In research, for example, universities would be wise to recruit faculty who hold “disfavored or controversial views when those views are held by a large portion of the population, have not been clearly refuted, and influence culture and policy.”
“If this principle were applied consistently, I could imagine faculty searches being conducted in sociology or in public health on marriage and health; in psychology, on character and virtue assessment; in philosophy, on Thomas Aquinas, whose philosophy (not just theology) continues to exert major influence on the Catholic Church and its 1.4 billion adherents. More controversially, a school of public health might consider hiring a pro-life scholar of women’s health,” VanderWeele said.

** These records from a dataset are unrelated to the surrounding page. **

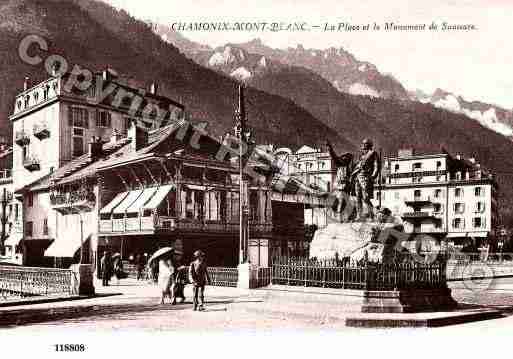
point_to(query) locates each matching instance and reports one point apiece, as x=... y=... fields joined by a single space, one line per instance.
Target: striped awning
x=114 y=203
x=145 y=196
x=128 y=201
x=65 y=246
x=159 y=196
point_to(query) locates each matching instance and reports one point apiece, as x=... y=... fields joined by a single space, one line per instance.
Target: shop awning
x=159 y=196
x=127 y=202
x=141 y=200
x=114 y=203
x=14 y=239
x=65 y=246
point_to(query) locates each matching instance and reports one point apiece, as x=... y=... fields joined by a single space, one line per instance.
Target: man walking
x=106 y=268
x=198 y=276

Doing so, he added, “might allow us to find some common ground on divisive issues. It would certainly improve the quality of argument and scholarship on both sides.
Walter K. Olson, a senior fellow at the nonpartisan Cato Institute, wrote that he hates to see conservatives and libertarians cheer Trump’s actions against universities despite their history of “resisting Washington’s heavy hand in university governance.”
“No civil rights law on the books requires ‘viewpoint diversity’ in university admissions or hiring or creates a protected class of students or faculty based on ideological views,” Olson said.
But hedge fund manager Bill Ackman, a Harvard alumni who has been sharply critical of the school’s response to student protests, maintains that the administration’s actions are justified.
“When a university goes from being a university to becoming a political advocacy organization, it doesn’t deserve nonprofit status,” Ackman said on CNBC.
Viewpoint diversity and DEI
Danielle Allen, a Harvard professor who co-chaired the task force that produced the 2018 report, later wrote an op-ed for The Washington Post, in which she expressed regret that three points of the report were largely ignored in its implementation: “our focus on academic freedom, on the need to make space for religious identity and on the need for greater political diversity on our campus.”
“Bringing out the best in all of us — to achieve a sum greater than the parts — is possible only if we cultivate a culture of mutual respect," Allen wrote.
Had DEI initiatives focused as much on political ideology or religion as they had on race, perhaps they would have been more broadly respected, instead of being subsumed into the culture wars. But Strossen said that it would be wrong to think that this issue will go away after Trump leaves off.
“Every administration is damaging to free speech in its own way,” she said. “Before we had Trump invoking Title 6, we had Obama and Biden invoking Title 9 to crack down on free speech and due process on campus …. "
But that doesn’t mean nothing good will come out of the current debate. “All of the public concern is very positive,” Strossen said, adding, “Universities now have much more of an incentive to engage in constructive self-reform.”